Além disso, a empresa conseguiu elevar o seu retorno sobre capital (ROIC) no primeiro trimestre, para 18,6%, frente aos 15,5% nos primeiros três meses de 2021, em ritmo mais lento do que o avanço da dívida, mas ainda com um confortável spread de 11 p.p — há um ano, era de 13,3 p.p.

A empresa, portanto, se mostrou altamente capaz de gerar valor para os credores e aos acionistas, ao obter uma diferença de 9 p.p. acima dos 2% tomados como base para um resultado saudável.

Totvs

A Totvs, empresa que oferece softwares para gestão empresarial, viu suas despesas financeiras crescerem em 384%, para R$ 78,6 milhões no primeiro trimestre, em comparação com mesmo período de 2021.

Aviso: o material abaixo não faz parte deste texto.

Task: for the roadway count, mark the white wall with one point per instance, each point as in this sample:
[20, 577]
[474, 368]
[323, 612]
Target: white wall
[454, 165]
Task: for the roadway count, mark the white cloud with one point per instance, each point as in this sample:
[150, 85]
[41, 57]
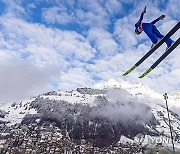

Para a empresa os juros pode ser o herói e o vilão ao mesmo tempo, em razão dos investimentos da empresa lastreados no CDI. A empresa possui cerca de R$ 2,9 bilhões em investimentos de curto prazo indexados ao CDI.

Só neste primeiro trimestre a receita financeira (com juros) da empresa foi de R$ 77,8 milhões, mas não o suficiente para compensar as despesas financeira. Ao final, o resultado financeiro ficou negativo em R$ 800 mil.

O aumento da taxa de juros pode gerar maiores receitas para empresa que podem equilibrar as despesas financeiras. Porém, a taxa cobrada pelos empréstimos é maior do que a taxa proveniente dos investimentos. Ou seja, para que a empresa equilibre os custos financeiros apenas com resultados dos investimentos, é necessário que haja maior proporção em investimentos do que em dívidas.

Segundo um cenário hipotético criado pela própria empresa, se os juros CDI estivessem estabilizados em 11,65%, valor referente à taxa no primeiro trimestre, a empresa teria despesas de R$ 181,1 milhões ao longo do ano.

Fonte: Site RI da Totvs

Após três meses, porém, a taxa básica de juros continuou em alta e já está em 13,25%, e a previsão para as próximas reuniões do Copom é de novos aumentos. Segundo o comitê, para a próxima reunião, é esperado um novo aumento de 0,5 p.p. ou de 0,25 p.p..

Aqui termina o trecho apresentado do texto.